Uwagi BCC do projektu ustawy o transporcie drogowym
Proponowane przez Ministerstwo Infrastruktury i Budownictwa zmiany w zakresie możliwości wszczynania postępowań dotyczących dobrej reputacji mogą być niebezpiecznym narzędziem dla organów kontrolujących, pozwalającym im na nakładanie kar bądź odbieranie przewoźnikom stosownych uprawnień.
Niepokojące jest, iż nawet jedno naruszenie może stanowić podstawę do wszczęcia takiej procedury w zakresie spełniania wymogów dobrej reputacji.
To z kolei może otworzyć drogę do eliminowania uczciwych przedsiębiorców z obrotu gospodarczego przez konkurencję czy też nielojalnych kierowców. Business Centre Club proponuje, aby resort złagodził przepisy projektu ustawy o transporcie drogowym wzorując się na regulacjach unijnych, które wskazują na konieczność wszczynania postępowań administracyjnych dopiero w sytuacji stwierdzenia powtarzających się bądź poważnych naruszeń.
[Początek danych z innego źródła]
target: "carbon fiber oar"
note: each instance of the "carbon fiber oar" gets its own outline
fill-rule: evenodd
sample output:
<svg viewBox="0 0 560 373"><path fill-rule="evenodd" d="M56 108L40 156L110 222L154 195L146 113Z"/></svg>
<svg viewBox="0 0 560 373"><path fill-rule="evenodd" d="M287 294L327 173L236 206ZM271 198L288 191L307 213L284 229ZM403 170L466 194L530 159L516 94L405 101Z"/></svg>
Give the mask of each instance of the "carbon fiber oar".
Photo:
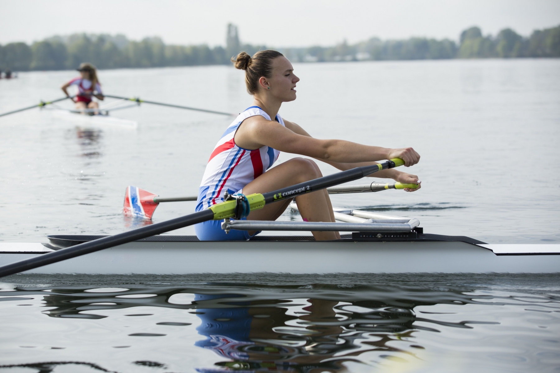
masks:
<svg viewBox="0 0 560 373"><path fill-rule="evenodd" d="M329 194L342 194L346 193L363 193L366 192L379 192L388 189L404 189L410 188L416 189L418 184L403 184L398 182L394 183L377 183L375 181L365 185L339 185L326 188ZM185 197L172 197L163 198L147 190L130 185L127 187L124 192L124 204L123 213L129 216L137 216L143 219L151 219L157 206L165 202L184 202L196 201L198 196Z"/></svg>
<svg viewBox="0 0 560 373"><path fill-rule="evenodd" d="M263 194L255 193L246 196L246 201L244 203L249 205L250 211L259 210L264 207L267 204L283 201L287 198L292 198L305 193L310 193L348 181L356 180L380 170L393 168L403 164L404 164L404 162L402 159L395 158L379 164L356 167L268 193ZM221 220L222 219L234 218L236 215L239 203L239 199L225 201L214 205L206 210L181 218L143 226L128 232L103 237L93 241L85 242L54 252L42 254L34 258L11 263L0 267L0 277L17 273L24 271L32 270L38 267L42 267L71 258L75 258L103 249L114 247L155 234L165 233L170 230L179 229L203 221L212 220Z"/></svg>
<svg viewBox="0 0 560 373"><path fill-rule="evenodd" d="M45 105L48 105L50 103L54 103L55 102L58 102L59 101L63 101L65 100L70 98L69 97L62 97L62 98L57 98L57 100L53 100L52 101L47 101L45 102L44 101L41 101L36 105L34 105L32 106L27 106L27 107L24 107L21 109L17 109L17 110L13 110L12 111L8 111L8 112L3 113L0 114L0 116L4 116L4 115L8 115L10 114L13 114L14 113L20 112L20 111L25 111L25 110L29 110L29 109L35 108L35 107L43 107Z"/></svg>
<svg viewBox="0 0 560 373"><path fill-rule="evenodd" d="M148 101L145 100L140 100L139 97L123 97L120 96L112 96L110 95L104 95L106 97L110 97L111 98L120 98L121 100L128 100L130 101L134 101L134 102L137 102L138 104L140 103L151 103L153 105L160 105L161 106L167 106L168 107L175 107L179 109L186 109L187 110L195 110L196 111L202 111L204 112L209 112L213 114L221 114L222 115L228 115L230 116L235 116L236 114L233 114L232 113L223 112L223 111L216 111L215 110L208 110L207 109L199 109L196 107L190 107L190 106L183 106L181 105L176 105L172 103L164 103L163 102L156 102L155 101Z"/></svg>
Nowelizacja ustawy o transporcie drogowym wynika z obowiązku ujednolicenia i dostosowania prawa krajowego do unijnego. Z jednej strony, regulacje dotyczące dobrej reputacji podmiotów wskazanych w ustawie, mogą spowodować wyeliminowanie z rynku nieuczciwej konkurencji oraz firm stosujących złe praktyki. Z drugiej, wprowadzenie zmian spowoduje również sporo kłopotów po stronie przedsiębiorców w zakresie organizacji pracy: opracowanie wewnętrznych procedur ścisłego przestrzegania przepisów, zwiększenie nadzoru nad kierowcami, czuwanie nad stanem technicznym pojazdów i organizacją procedury organizowania przewozów. Wiele z tych obowiązków spoczywać będzie na całej rzeszy pracowników różnego szczebla u danego pracodawcy, co może wywołać ogromny problem zaufania wewnątrzzakładowego i rozkładu obowiązków, czy też odpowiedzialności wewnętrznej w firmie.
Zgodnie z treścią rozporządzenia Komisji UE 2016/403 z 18 marca 2016 r. uzupełniającego rozporządzenie Parlamentu Europejskiego i Rady (WE) nr 1071/2009 w odniesieniu do klasyfikacji poważnych naruszeń przepisów unijnych, które mogą prowadzić do utraty dobrej reputacji przez przewoźnika drogowego, oraz zmieniające załącznik III do dyrektywy 2006/22/WE Parlamentu Europejskiego i Rady “przeprowadzenie pełnego krajowego postępowania administracyjnego w celu ustalenia, czy utrata dobrej reputacji stanowiłaby proporcjonalną reakcję w indywidualnym przypadku, jest jednak obowiązkiem właściwych organów państwa członkowskiego. Taka krajowa procedura kontroli powinna obejmować, w stosownych przypadkach, kontrole w siedzibie danego przedsiębiorcy. Przy dokonywaniu oceny dobrej reputacji państwa członkowskie powinny brać pod uwagę postępowanie przedsiębiorstwa, jego zarządzających i wszelkich innych odpowiednich osób.”
Kwestie procedury administracyjnej pozostawiono do uregulowania wewnętrznego, na poziomie krajowym.
Z punktu widzenia przedsiębiorcy.
Wiele kłopotów przedsiębiorcom może przysporzyć prowadzenie postępowań administracyjnych, których podstawy wszczęcia są bardzo ogólne, a uprawnienia właściwych organów szerokie. Niepokojące jest, iż nawet jedno naruszenie może stanowić podstawę do wszczęcia takiej procedury w zakresie spełniania wymogów dobrej reputacji. To z kolei może otworzyć drogę do eliminowania uczciwych przedsiębiorców z obrotu gospodarczego przez konkurencję czy też nielojalnych kierowców.
Przepisy unijne, w swojej treści, wskazują na konieczność wszczynania postępowań administracyjnych wobec stwierdzenia powtarzających się naruszeń bądź naruszeń poważnych i poważniejszych. Wobec tego proponowane przez Ministerstwo Infrastruktury i Budownictwa zmiany w zakresie możliwości wszczynania postępowań dotyczących dobrej reputacji w przypadku mało istotnych naruszeń, mogą być niebezpiecznym narzędziem dla organów kontrolujących, pozwalającym im na nakładanie kar bądź odbieranie przewoźnikom stosownych uprawnień. Przykładem takich działań było karanie przewoźników za brak zezwolenia i przekraczanie nacisków na osie pojazdów powyżej 8 i 10 ton z uwagi na opóźnienia w modernizacji dróg dostosowanych do nacisku 11,5 tony, pomimo że do takiej modernizacji zobowiązała państwo polskie już kilka lat temu Komisja Europejska.